Suit Targets Coast Guard Over Line 5
A lawsuit filed last week by an environmental group alleges the United States Coast Guard isn't sufficiently prepared to respond if there were a spill on Enbridge Energy's Line 5 liquids pipeline under the Straits of Mackinac, and seeks to shut the pipeline down until it is.
Filed Wednesday by the Environmental Law and Policy Center and the National Wildlife Fund, the suit alleges that a top Coast Guard official testified under oath in front of Congres last year that the service is not adequately prepared for a worst-case spill on the line, though the Coast Guard does have a contingency plan in place to do just that.
While officials now say that the Coast Guard could handle a worst-case scenario (a spokesperson told MLive that he is "confident" in the contingency plan), Admiral Paul F. Zukunft told Congress in November that "the Coast Guard is not 'semper paratus' for a major pipeline spill in the Great Lakes." Line 5 is the only liquids pipeline under the Great Lakes; "semper paratus," the Coast Guard motto, is Latin for "always prepared."
Worst-Case Planning
A worst-case spill on Line 5, according to a recent risk analysis by Michigan Technological University, could affect more than 400 miles of shoreline on Lake Michigan and Lake Huron and come with a price tag of more than $1.8 billion.
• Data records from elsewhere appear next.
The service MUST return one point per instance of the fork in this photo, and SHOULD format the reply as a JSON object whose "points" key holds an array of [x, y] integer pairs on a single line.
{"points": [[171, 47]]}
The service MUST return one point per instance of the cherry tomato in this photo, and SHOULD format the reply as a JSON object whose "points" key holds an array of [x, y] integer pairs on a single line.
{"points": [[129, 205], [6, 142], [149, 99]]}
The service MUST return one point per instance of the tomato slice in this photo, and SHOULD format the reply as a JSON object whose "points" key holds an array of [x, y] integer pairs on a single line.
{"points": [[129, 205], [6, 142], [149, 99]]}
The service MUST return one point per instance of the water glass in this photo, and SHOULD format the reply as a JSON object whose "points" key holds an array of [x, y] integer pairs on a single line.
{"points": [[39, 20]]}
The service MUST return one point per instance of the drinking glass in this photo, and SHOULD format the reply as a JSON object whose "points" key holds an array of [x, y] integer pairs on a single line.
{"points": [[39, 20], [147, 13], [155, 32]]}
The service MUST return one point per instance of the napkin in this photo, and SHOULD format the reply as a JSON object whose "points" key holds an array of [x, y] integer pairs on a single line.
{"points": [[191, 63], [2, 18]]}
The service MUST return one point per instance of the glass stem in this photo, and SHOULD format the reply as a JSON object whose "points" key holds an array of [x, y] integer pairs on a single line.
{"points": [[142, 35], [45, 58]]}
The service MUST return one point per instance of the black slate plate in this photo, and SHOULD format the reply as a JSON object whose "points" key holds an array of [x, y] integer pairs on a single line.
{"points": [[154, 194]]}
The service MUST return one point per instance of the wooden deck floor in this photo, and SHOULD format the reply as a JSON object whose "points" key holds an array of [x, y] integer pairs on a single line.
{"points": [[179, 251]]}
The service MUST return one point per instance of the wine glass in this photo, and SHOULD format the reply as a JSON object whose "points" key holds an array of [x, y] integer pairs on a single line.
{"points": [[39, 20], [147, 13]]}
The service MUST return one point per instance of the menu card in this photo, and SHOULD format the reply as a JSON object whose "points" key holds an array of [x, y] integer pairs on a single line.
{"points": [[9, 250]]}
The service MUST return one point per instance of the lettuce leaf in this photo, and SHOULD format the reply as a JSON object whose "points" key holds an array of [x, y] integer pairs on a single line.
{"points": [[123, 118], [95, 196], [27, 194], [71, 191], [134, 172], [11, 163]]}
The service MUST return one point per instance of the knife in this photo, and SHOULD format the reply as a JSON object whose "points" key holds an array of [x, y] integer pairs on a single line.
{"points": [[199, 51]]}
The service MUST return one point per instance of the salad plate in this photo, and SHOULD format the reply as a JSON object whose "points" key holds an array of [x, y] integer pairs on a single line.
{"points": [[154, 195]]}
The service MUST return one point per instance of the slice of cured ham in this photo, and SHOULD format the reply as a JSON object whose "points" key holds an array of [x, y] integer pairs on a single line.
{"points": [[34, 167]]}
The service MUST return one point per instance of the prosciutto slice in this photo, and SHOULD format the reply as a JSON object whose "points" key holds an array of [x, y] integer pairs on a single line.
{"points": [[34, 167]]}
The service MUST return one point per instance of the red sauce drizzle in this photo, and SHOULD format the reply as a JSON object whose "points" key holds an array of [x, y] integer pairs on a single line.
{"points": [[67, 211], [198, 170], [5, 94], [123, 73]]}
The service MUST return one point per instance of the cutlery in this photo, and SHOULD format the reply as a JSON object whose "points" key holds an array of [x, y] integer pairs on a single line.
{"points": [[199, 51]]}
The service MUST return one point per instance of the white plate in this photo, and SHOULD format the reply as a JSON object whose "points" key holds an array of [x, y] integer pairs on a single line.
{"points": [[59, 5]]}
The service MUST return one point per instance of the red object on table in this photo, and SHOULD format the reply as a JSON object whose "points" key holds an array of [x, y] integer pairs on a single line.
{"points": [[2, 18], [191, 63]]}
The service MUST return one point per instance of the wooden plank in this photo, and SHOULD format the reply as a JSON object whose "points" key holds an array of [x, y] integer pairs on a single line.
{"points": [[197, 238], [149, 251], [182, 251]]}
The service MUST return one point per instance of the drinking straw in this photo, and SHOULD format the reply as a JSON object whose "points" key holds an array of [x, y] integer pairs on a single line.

That risk analysis is part of the material to be reviewed by Gov. Rick Snyder as the state of Michigan and Enbridge approach an agreement on the future of the pipeline.
The 65-year-old twin pipeline has been subject to increasing controversy in recent years as evidence of coating delamination, and unsupported lengths of pipeline has raised concerns about a release in the Great Lakes. Line 5 has never leaked, and last summer passed a high-pressure hydrotest; Enbridge has said that the pipeline poses no risk to the region, but neighbors, legislators and environmentalists have noted that any spill from the line could cause major damage to the environment in the tourism-heavy region.
While the pipeline operator insists there is little danger of a spill on Line 5, it prepared an assessment of possible alternatives for replacing the line at the behest of the governor earlier this year; its top choices were a concrete utility tunnel under the lake bed or a pipe-in-pipe secondary containment system that it says would reduce the risk of contamination of the Straits to a "miniscule" level.